Earlier this Summer, I made the claim that "The Devil Went Down To Georgia" by The Charlie Daniels Band was the first rap song I had ever heard, preceding both Kurtis Blow's "The Breaks" and Sugarhill Gang's "Rapper's Delight" which are generally acknowledged as the first rap singles to chart.  This week, "The Devil Went Down to Georgia" peaks at number 3 on the Hot 100, a position it will hold the following week as well before backsliding down the chart.  "Rapper's Delight" debuted on November 10, 1979 Hot 100 at number 84 while "The Breaks" didn't hit the chart until nearly a year later: September 6, 1980 at number 98.

Like I said at the top of the countdown, there were many many good songs in this week's Top 40 yet one of my all-time favorite songs was lurking just outside the Top 40 at number 41 that week: "Children Of The Sun" by Billy Thorpe.  The song held its orbit at 41 the next week as well before plummeting to number 95 the following week and exiting the chart after a ten week run.  I've only ever heard the full-length almost seven minute version album version but it turns out there are two single edits of the song: a "short version" clocking in at 4:30 and a "long version" at 5:38.


Top 10 LPs September 15, 1979

Top 40 Singles for September 18, 2010
- the same week the first posts appeared on
The CD Project

Top 40 Albums for September 18, 2010
- the only two missing from Spotify are Now 34 and Now 35


  1. Happy anniversary to Mark, and what a solid group of hits from 1979.

  2. Thanks for the tribute! In 2010, I didn't think I'd last five weeks, let alone five years. Now, thanks to the blog, I've got more CDs and friends that ever!

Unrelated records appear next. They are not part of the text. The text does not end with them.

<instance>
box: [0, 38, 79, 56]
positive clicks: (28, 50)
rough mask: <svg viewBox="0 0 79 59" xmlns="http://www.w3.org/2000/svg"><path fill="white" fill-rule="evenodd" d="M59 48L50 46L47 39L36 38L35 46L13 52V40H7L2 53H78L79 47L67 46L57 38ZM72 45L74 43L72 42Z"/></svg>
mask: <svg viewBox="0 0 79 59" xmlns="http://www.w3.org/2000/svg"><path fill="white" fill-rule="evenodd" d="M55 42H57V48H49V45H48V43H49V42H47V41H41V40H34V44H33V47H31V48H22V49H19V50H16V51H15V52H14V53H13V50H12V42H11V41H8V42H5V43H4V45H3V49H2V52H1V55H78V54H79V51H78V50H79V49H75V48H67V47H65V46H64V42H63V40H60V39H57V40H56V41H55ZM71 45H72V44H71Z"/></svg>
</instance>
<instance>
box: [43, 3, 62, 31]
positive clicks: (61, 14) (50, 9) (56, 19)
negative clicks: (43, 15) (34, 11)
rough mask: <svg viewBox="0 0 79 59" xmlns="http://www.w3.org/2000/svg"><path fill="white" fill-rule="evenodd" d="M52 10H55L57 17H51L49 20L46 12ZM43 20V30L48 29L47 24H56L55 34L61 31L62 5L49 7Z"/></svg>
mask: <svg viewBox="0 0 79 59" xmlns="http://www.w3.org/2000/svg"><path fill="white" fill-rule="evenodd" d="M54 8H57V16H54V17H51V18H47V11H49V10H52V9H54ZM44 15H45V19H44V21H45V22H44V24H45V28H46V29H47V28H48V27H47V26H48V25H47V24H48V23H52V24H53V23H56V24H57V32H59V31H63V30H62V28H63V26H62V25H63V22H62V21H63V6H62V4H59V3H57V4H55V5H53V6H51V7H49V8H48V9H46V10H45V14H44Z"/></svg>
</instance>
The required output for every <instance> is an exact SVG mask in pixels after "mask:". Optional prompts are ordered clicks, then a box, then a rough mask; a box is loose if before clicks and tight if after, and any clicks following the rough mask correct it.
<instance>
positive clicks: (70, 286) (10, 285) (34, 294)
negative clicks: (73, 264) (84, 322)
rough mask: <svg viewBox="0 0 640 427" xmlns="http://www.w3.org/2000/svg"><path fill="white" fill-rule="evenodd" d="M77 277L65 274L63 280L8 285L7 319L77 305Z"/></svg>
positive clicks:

    That 1979 list is bringing back some powerful 8th grade memories. Gonna pull out the yearbooks later today.

  3. I see my share of label scans, of course, but seem this article presented in this way reminded me of Music Box Records in downtown Honolulu. The reason is because the front window display would always have a display of the week's Top 10 singles so it was a way of saying "see these hits? We have them, come inside." I, of course, would eventually find the white label promos on the side that were 3-for-99 cents, then to request the 45's in the backroom that weren't hits, but she would always have the original pressings, no "oldies-but-goodies" pressings. Aaah, I miss that time.

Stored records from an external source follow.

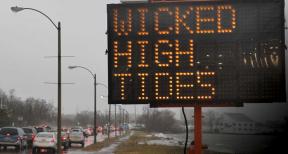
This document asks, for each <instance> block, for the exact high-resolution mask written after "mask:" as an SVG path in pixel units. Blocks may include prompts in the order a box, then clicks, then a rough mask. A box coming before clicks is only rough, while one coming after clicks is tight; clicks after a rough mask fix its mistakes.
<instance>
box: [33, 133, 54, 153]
mask: <svg viewBox="0 0 288 154" xmlns="http://www.w3.org/2000/svg"><path fill="white" fill-rule="evenodd" d="M41 149H47V152H48V153H56V149H57V136H56V133H53V132H41V133H38V134H37V135H36V137H35V138H34V140H33V146H32V153H33V154H34V153H38V152H41ZM50 151H51V152H50Z"/></svg>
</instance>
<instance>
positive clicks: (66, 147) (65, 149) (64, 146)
mask: <svg viewBox="0 0 288 154" xmlns="http://www.w3.org/2000/svg"><path fill="white" fill-rule="evenodd" d="M68 146H69V145H68V143H67V142H65V144H64V150H67V149H68Z"/></svg>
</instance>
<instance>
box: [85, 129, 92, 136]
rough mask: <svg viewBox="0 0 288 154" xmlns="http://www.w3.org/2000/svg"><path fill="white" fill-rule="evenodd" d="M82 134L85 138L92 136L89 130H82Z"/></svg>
mask: <svg viewBox="0 0 288 154" xmlns="http://www.w3.org/2000/svg"><path fill="white" fill-rule="evenodd" d="M84 133H85V136H86V137H89V136H91V135H92V130H90V129H89V128H87V129H84Z"/></svg>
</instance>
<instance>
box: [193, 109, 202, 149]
mask: <svg viewBox="0 0 288 154" xmlns="http://www.w3.org/2000/svg"><path fill="white" fill-rule="evenodd" d="M194 127H195V130H194V138H195V154H201V153H202V111H201V106H195V108H194Z"/></svg>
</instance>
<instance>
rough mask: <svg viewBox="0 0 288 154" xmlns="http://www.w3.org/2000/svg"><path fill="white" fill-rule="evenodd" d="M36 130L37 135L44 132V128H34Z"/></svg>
mask: <svg viewBox="0 0 288 154" xmlns="http://www.w3.org/2000/svg"><path fill="white" fill-rule="evenodd" d="M36 130H37V132H38V133H39V132H44V128H42V127H38V128H36Z"/></svg>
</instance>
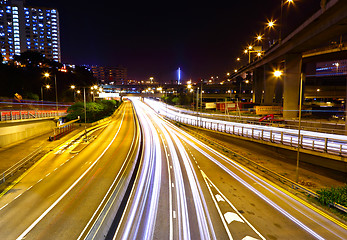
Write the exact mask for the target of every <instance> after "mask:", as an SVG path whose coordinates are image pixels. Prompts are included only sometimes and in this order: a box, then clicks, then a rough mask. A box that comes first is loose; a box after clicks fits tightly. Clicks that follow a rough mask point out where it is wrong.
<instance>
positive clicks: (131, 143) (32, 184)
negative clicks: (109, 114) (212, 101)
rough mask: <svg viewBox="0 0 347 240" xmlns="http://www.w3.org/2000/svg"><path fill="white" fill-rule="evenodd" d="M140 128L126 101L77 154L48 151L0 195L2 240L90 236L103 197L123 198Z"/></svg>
mask: <svg viewBox="0 0 347 240" xmlns="http://www.w3.org/2000/svg"><path fill="white" fill-rule="evenodd" d="M138 130H139V129H138V125H137V123H136V121H135V118H134V113H133V108H132V105H131V104H130V103H129V102H128V103H125V104H123V105H122V107H121V108H120V109H119V110H118V111H117V113H116V115H115V116H114V117H113V118H112V120H111V121H110V122H109V123H108V124H107V125H105V126H104V127H102V128H98V130H96V131H95V132H94V133H93V135H97V138H96V139H95V140H94V141H93V142H91V143H90V144H89V145H87V146H86V148H85V149H84V150H83V151H81V152H80V153H75V154H71V153H70V151H71V150H72V149H73V148H74V147H75V145H73V146H71V147H70V148H66V147H64V146H62V147H61V148H60V149H55V150H54V151H52V152H51V153H50V154H48V155H46V156H45V157H44V158H43V159H42V160H40V161H39V162H38V163H36V164H35V165H34V166H33V167H31V168H30V169H29V170H28V171H27V172H26V173H25V174H24V175H22V176H21V177H20V178H19V179H17V180H16V182H15V184H14V186H13V187H12V189H10V190H9V191H8V192H7V193H6V194H5V195H4V196H2V197H1V198H0V225H1V228H0V239H78V238H84V237H85V236H87V235H88V234H91V232H90V229H93V226H94V225H95V223H96V220H97V219H98V216H99V215H100V213H101V212H102V209H104V206H105V205H106V202H107V199H109V198H110V197H111V195H112V196H113V197H114V196H118V198H116V199H122V198H123V195H124V189H125V188H126V186H127V182H128V180H129V176H131V172H132V171H133V166H134V165H135V164H134V161H135V160H136V159H137V153H138V152H137V151H138V149H139V141H140V139H139V136H140V135H139V134H138ZM115 204H116V205H117V203H115ZM118 205H119V203H118Z"/></svg>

    1. Great record store story, John. Thanks for sharing.

  4. Hey, yeah... Congratulations CD Project, on 5 long years in the blogosphere!! – And to you, my Herc-tastic pal, welcome home; right back here where you belong!

    Also apropos of nothing? Volume One of Dirk's Radio Daze (Revisited), which features 5 songs from that there September 15, 1979 countdown!

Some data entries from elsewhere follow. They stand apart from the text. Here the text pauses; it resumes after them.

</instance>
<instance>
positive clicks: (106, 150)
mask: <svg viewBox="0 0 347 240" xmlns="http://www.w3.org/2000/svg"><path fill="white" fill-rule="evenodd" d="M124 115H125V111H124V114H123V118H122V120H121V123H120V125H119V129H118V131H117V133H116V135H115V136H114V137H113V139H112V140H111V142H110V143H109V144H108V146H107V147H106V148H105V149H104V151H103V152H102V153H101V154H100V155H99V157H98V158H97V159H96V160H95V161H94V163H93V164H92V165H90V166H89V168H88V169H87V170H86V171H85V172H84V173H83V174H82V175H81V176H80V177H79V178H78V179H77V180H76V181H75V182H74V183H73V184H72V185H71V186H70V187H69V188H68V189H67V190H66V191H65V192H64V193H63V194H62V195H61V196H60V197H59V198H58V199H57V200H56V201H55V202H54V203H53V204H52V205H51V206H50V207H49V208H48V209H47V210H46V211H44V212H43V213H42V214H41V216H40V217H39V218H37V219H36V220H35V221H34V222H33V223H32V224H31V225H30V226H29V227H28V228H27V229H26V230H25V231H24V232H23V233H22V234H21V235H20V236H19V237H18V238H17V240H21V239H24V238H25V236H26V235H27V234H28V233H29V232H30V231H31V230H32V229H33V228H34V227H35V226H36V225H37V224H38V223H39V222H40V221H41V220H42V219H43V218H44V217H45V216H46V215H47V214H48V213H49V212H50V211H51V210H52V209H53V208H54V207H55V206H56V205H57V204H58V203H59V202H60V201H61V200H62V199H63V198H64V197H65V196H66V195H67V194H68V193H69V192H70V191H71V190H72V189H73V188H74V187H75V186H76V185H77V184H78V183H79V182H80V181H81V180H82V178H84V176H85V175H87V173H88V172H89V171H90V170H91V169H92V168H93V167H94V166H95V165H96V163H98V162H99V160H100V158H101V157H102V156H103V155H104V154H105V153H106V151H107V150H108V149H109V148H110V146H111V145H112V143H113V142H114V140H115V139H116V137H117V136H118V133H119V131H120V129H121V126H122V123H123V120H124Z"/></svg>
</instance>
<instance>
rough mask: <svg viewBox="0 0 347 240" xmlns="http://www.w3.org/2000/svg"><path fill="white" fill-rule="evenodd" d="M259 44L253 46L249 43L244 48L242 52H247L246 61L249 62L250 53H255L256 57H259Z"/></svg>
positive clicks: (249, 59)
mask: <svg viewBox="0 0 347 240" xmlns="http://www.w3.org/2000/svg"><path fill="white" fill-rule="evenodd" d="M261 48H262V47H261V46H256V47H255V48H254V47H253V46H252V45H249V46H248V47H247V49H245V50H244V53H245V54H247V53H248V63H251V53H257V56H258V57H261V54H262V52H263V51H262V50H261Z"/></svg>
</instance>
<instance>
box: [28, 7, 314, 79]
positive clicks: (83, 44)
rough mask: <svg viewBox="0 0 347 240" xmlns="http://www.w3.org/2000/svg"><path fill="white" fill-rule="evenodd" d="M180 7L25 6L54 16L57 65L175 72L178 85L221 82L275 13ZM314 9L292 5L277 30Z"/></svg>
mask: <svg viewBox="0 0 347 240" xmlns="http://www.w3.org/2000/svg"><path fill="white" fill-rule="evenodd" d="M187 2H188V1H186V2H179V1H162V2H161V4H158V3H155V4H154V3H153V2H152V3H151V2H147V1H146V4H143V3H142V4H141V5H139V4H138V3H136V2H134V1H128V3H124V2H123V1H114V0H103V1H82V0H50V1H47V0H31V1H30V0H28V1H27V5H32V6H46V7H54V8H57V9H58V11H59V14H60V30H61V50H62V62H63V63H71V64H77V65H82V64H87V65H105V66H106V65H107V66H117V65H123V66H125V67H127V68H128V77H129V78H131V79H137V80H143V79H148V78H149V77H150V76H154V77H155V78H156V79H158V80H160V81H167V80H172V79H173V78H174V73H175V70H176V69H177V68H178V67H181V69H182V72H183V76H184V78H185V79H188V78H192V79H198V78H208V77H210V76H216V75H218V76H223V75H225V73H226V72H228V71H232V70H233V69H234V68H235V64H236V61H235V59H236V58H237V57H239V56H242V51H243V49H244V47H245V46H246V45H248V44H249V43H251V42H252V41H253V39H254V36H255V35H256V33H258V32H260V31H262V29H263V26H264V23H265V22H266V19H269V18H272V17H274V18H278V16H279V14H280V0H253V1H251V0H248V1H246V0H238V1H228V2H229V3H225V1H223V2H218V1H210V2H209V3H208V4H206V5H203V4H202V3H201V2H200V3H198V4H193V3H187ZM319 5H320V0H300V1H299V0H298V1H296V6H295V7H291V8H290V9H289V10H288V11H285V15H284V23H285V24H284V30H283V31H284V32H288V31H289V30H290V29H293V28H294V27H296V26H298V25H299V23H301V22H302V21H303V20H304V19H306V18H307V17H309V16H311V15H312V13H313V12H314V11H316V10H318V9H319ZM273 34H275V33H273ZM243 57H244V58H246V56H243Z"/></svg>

    1. Apologiers for overlooking the synchronous timelime between the chart and your digital mixtape, Dirk, ol' bean. Still hoping for more volumes in that wonderful series which I believe stalled after volume number four.

    2. No apologies necessary, my man... Didn't even register with me initially either, 'til I was midway through your fine post!

      Thanks for your kind words about ol' Dirk's "Daze" series, too... It did indeed stall last year when real life got up in my business. Happens sometimes. Still plenty of ground left to cover, that's fo' sho'. Can't make any promises, but I'm gonna' go ahead and recommend more volumes to the higher-ups here at Hambonian Entertainment. Couldn't hurt, right? – Right on, brother!